人類の最大の文化遺産である学問を学び使いこなせる自分に

 生徒に期待していることの一つとして“学問を自分の「味方」にしてほしい”ということです。「味方」にした学問を自由闊達に使いこなす時期は、もう少し先のステージかもしれませんが、未来への準備として日常生活の視点から、広く世界に眼をむけて、絶えず疑問をもち、各学問体系の狭間を旺盛にかつ粘り強く行き来する姿勢をつくって欲しいと思います。

 また座学にしっかり取り組みつつ、若い行動力を発揮して、できる限り自らの五感をつかって「現場」に出向き見聞し学び考えることと、座学で学んだことを摺り合わせてほしいと思います。そこには小さくも大きな意味をもつ「大発見」があることでしょう。

「異質な他者」との豊かな対話を通して
自己をみつけ関係性を築く

 中学校・高等学校の6年間は、「自分崩し、自分つくり」と表現されるように、思春期の最も多感で心身共に大きく成長する時期にあたります。「自分らしい個性を磨きたい」と考える場合、必要になることは「社会集団」と自己との係りにあるといえます。異質な他者とコミュニケーションをとることで見えてくる「自分」という存在が見えてくるでしょう。他者や集団との関係性を築くこと、そのために何をすれば良いか、学校生活を通じて理解できるように働きかけていきます。

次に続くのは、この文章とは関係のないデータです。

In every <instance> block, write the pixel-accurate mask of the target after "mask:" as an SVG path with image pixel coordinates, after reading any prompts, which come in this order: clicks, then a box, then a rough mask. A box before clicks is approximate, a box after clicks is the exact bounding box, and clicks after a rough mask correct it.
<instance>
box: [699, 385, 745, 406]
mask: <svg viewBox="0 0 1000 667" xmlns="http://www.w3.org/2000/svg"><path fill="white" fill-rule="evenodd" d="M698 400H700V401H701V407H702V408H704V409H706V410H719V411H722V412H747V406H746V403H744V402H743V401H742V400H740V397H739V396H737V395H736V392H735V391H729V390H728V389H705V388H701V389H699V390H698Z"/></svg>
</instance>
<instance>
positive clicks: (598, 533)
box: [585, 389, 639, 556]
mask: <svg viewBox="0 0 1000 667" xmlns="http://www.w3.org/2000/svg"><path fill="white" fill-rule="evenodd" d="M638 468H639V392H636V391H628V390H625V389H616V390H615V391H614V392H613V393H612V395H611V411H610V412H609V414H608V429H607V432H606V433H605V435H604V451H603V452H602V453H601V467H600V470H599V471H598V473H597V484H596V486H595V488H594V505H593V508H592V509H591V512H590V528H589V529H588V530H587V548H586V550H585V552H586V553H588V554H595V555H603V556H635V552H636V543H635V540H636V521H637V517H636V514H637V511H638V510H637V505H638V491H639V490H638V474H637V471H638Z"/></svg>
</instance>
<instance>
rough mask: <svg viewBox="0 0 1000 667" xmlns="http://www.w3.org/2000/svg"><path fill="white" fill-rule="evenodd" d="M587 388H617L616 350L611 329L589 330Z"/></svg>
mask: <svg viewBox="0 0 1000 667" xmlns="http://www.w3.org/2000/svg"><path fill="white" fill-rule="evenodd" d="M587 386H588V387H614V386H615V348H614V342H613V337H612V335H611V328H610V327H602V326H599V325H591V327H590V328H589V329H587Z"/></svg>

 また、グローバル社会が大きく進んでいる今日、時代の転換点ともいえる中にあって、これから求められるチカラとは、自分を見遣るもう一人の自分をつくり、困難であるもやりがいのある新たな課題を見つけて、その課題解決に立ち向かう自分を励ますもう一人の自分を創造することだと考えます。五感を活かした「人としての総合力」を駆使し、私たちが望む「歴史社会」を想像し、創造していくことを期待しています。

湘南学園を誇りに

 本校では、湘南学園中学校高等学校の教職員のみならず、「同窓会」、「後援会」、「地域の皆様」など湘南学園の良き理解者であり支援者もおいでです。卒業生で組織される同窓会は、日本と世界の各分野で活躍される有為な人材を数多く輩出してきています。80年を超える歴史と伝統ある私学の強みの1つは、そうした方々が有形無形に学校と生徒をいつも見守り後援していただいていることです。
 湘南学園は地域とのつながりも強い学校です。地域の一員として生徒たち自身が湘南学園を誇りに思えるように、そして、地域の皆様からも湘南学園を、そして学園生を誇りに思っていただけるよう努めてまいります。
 

湘南の知性輝く気品高い学園生を目指して

 湘南学園の校章は、「気品とたくましい生命を秘める松。わが校の校章は金色の松葉を二組、上下から組み合わせたものです。金色は光輝、希望をあらわし、松はみずみずしい気品と長い風雪に耐えて成長していく、たくましい生命力をあらわしているのです。」そして「紺地」は、鵠沼海岸に広がる相模湾、太平洋の海の青、そしてどこまでも広がる湘南の空の青さであり、それは冷静沈着、知性をあらわすといわれています。
 ここ鵠沼松が岡は、明治以降、とりわけ文化芸術を中心とする特色ある「歴史文化」を築いてきている地です。地域の歴史にも深い関心をもち、時にたおやかに吹く湘南の風、突き抜けるような青い空、降りそそぐ強い陽光をうけ、育んできた「建学の精神」でも謳われているように、「湘南の知性輝く気品高い学園生」を目指して、生徒と共に湘南学園の新しい歴史をつくっていきます。